RabbitMQ Pods Crash with {error,timeout_waiting_for

Products

VMware Tanzu Data Suite RabbitMQ VMware Tanzu RabbitMQ

Issue/Introduction

When performing a rolling restart of a RabbitMQ cluster running on Kubernetes, one or more pods may fail to start and enter a crash loop with the error:

2025-07-08 09:54:46.580662+00:00 [error] <0.2762.0> 
2025-07-08 09:54:46.580662+00:00 [error] <0.2762.0> BOOT FAILED
2025-07-08 09:54:46.580662+00:00 [error] <0.2762.0> ===========
2025-07-08 09:54:46.580662+00:00 [error] <0.2762.0> Exception during startup:
2025-07-08 09:54:46.580662+00:00 [error] <0.2762.0> 
2025-07-08 09:54:46.580662+00:00 [error] <0.2762.0> exit:timeout_waiting_for_leader
2025-07-08 09:54:46.580662+00:00 [error] <0.2762.0> 
2025-07-08 09:54:46.580662+00:00 [error] <0.2762.0> rabbit_khepri:setup/1, line 278
2025-07-08 09:54:46.580662+00:00 [error] <0.2762.0> rabbit:run_prelaunch_second_phase/0, line 396
2025-07-08 09:54:46.580662+00:00 [error] <0.2762.0> rabbit:start/2, line 922
2025-07-08 09:54:46.580662+00:00 [error] <0.2762.0> application_master:start_it_old/4, line 293
2025-07-08 09:54:46.580662+00:00 [error] <0.2762.0> 
 
BOOT FAILED
===========
Exception during startup:
 
exit:timeout_waiting_for_leader
 
 rabbit_khepri:setup/1, line 278
 rabbit:run_prelaunch_second_phase/0, line 396
 rabbit:start/2, line 922
 application_master:start_it_old/4, line 293

and later on all the pods can run into the same boot failure and it tends to be an infinite crash loop.

Cause

This behavior is generally observed when Khepri is enabled as the metadata store. In such cases, a majority of the cluster nodes must be online for successful leader election. As described in the RabbitMQ documentation, see <Restarting a Cluster Member>

"
When a cluster member is restarted or stopped, the remaining nodes may lose their quorum. This may affect the ability to start a node.

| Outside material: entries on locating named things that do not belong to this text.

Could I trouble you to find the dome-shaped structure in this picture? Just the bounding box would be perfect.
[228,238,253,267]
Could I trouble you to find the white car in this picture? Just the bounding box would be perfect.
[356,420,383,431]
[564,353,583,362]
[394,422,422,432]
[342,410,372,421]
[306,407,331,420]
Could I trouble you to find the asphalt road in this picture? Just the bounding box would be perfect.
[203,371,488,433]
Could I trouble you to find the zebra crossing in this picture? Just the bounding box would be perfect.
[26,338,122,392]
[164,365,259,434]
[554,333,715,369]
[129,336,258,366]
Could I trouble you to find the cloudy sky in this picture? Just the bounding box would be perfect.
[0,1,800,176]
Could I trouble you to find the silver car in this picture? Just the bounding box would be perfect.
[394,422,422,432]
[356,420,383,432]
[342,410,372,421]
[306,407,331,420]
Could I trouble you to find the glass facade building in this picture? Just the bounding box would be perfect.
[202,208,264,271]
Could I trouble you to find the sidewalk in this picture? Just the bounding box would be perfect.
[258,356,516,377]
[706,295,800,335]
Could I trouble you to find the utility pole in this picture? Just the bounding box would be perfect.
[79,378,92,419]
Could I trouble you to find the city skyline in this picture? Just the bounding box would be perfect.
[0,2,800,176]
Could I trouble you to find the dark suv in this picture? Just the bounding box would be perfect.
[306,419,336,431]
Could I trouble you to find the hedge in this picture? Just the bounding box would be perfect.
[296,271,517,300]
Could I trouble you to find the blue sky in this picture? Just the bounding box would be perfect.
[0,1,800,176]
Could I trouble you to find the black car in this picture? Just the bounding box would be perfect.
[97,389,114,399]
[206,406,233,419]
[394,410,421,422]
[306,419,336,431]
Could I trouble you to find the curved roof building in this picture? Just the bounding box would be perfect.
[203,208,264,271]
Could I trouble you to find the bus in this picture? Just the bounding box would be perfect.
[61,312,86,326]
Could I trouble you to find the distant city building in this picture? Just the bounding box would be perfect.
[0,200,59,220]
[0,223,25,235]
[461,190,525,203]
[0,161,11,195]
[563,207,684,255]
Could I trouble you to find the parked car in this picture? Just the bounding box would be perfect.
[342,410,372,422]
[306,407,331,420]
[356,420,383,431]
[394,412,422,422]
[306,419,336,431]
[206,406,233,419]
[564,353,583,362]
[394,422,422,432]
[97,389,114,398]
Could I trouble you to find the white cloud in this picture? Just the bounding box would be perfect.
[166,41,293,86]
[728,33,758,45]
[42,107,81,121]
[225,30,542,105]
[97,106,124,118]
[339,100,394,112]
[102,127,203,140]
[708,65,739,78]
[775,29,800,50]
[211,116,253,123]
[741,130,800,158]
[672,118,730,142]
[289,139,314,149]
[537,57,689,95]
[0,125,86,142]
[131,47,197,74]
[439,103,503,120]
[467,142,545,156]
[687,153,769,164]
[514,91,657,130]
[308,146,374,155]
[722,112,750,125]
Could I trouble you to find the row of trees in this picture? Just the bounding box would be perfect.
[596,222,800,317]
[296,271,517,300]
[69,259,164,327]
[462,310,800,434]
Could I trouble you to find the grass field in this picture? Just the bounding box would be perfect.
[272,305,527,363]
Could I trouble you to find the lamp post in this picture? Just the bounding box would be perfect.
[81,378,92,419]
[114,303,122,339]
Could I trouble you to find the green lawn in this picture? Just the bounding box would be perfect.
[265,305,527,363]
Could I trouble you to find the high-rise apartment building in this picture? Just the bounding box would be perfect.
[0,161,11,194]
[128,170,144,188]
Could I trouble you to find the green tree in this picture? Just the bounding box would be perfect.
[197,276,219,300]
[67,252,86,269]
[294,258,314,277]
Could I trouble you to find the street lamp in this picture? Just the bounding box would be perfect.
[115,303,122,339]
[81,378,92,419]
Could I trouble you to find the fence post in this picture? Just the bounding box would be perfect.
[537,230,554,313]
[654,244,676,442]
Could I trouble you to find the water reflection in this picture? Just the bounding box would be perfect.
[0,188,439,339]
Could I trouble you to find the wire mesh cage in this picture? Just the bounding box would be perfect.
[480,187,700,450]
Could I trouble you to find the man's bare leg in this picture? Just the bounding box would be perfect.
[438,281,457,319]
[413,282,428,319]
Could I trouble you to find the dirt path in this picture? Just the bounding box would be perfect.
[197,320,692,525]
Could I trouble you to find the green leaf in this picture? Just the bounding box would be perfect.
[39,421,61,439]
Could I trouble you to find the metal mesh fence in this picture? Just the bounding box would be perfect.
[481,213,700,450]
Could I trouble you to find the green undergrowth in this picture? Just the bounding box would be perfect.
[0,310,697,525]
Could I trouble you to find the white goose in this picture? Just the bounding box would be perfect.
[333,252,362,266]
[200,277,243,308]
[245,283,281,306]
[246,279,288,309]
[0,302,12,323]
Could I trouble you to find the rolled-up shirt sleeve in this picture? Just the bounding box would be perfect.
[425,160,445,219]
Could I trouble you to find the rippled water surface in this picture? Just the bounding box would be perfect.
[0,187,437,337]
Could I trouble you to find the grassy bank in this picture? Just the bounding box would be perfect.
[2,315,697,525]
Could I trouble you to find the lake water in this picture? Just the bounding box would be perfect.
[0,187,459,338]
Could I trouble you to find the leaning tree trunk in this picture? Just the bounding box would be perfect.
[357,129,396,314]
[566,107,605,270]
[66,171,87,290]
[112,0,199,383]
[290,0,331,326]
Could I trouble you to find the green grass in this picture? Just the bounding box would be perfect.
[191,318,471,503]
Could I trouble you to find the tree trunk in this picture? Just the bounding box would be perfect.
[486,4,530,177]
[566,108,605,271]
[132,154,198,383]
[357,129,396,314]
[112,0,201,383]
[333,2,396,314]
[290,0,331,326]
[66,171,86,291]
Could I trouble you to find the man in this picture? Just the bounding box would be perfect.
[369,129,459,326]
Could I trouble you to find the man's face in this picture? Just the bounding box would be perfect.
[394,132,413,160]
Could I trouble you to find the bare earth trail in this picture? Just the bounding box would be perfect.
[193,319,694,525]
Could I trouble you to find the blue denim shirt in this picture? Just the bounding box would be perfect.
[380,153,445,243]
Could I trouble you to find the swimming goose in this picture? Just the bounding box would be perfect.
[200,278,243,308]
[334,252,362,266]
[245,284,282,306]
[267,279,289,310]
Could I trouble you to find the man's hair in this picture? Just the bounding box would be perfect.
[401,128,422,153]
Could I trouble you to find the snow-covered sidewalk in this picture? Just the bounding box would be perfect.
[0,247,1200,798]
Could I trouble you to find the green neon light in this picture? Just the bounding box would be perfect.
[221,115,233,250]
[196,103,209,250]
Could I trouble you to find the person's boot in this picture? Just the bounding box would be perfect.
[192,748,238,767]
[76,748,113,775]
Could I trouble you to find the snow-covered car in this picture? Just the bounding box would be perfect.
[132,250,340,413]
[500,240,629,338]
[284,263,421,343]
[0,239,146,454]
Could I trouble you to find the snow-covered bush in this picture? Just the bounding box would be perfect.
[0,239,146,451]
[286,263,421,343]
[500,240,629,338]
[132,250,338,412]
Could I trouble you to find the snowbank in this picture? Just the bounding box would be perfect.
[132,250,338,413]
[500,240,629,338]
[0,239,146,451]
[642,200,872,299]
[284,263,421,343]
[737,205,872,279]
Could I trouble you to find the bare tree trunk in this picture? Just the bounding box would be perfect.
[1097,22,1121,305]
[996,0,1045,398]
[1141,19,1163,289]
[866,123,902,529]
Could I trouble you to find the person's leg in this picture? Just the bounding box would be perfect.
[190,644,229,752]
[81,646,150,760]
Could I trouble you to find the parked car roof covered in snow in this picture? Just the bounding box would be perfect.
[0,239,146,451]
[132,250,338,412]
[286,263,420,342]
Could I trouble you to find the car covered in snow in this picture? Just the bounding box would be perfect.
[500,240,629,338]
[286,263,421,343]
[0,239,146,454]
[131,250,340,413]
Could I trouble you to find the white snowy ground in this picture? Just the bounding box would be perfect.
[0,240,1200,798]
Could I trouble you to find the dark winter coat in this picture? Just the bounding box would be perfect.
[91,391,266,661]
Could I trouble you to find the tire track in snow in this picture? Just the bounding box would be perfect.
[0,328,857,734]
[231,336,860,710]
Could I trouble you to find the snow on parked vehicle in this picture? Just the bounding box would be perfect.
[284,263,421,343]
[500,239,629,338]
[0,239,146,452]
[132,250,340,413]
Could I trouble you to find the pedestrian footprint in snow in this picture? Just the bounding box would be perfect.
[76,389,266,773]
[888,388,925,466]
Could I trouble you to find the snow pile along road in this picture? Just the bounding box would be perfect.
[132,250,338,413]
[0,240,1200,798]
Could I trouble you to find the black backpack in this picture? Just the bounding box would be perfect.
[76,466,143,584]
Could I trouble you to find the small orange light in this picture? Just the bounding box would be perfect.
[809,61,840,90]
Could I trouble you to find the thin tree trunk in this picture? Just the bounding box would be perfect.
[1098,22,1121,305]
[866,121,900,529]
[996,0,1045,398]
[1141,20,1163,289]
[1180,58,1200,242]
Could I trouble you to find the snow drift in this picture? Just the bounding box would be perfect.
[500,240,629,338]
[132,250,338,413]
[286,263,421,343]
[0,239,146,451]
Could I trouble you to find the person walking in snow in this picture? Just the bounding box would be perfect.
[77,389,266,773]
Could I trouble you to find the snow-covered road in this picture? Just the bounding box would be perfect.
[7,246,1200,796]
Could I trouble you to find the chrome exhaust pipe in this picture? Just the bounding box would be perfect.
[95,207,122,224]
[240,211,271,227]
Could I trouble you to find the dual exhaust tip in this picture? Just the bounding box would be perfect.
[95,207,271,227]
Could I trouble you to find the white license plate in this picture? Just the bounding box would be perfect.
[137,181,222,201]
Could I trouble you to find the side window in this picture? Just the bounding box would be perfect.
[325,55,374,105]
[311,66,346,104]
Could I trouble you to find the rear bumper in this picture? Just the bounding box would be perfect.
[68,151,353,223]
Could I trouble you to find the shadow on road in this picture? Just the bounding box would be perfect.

For example, in a cluster of 5 nodes where all nodes are stopped, the first two starting nodes will wait for the third node to start before completing their boot and start to serve messages. That’s because the metadata store needs at least 3 nodes in this example to elect a leader and complete the initialization process. In the meantime the first two nodes wait and may time out if the third one does not appear.
"

However, in lower RabbitMQ version(below 4.0.6), the default timeout value for khepri to elect the leader, 30s, was too-short and sometimes the cluster members need more time to start, which result in leader election failure and then crash with error,timeout_waiting_for_leader.

Resolution

Temporary Workaround

If pods just need more time to start, the khepri_leader_wait_retry_timeout setting can be increased. This is an advanced RabbitMQ configuration, and in versions below 4.0.6, it defaults to 30,000 milliseconds (30 seconds).
You may increase this value—for example, to 300,000 milliseconds (5 minutes)—to allow more time for leader election. For RabbitMQ clusters deployed via the RabbitMQ Kubernetes Operator, this can be configured as follows:

---
apiVersion: rabbitmq.com/v1beta1s
kind: RabbitmqCluster
...
spec:
  rabbitmq:
    advancedConfig: |
      [
        {rabbit, [
                  ...
                  {khepri_leader_wait_retry_timeout, 300000}
        ]},
...

Once updated, make it affective by kubectl apply or do a rolling restart, make sure such change has been done by:

kubectl -n <namespace> get rabbitmqcluster <cluster-name> -o yaml|grep timeout

Resolution

To permanently resolve the issue, upgrade to RabbitMQ version 4.0.6 or higher, where the default timeout for Khepri leader election has been increased to 5 minutes. Alternatively, upgrade to RabbitMQ 4.1.0 or later, where the flawed retry mechanism has been improved, eliminating this issue altogether.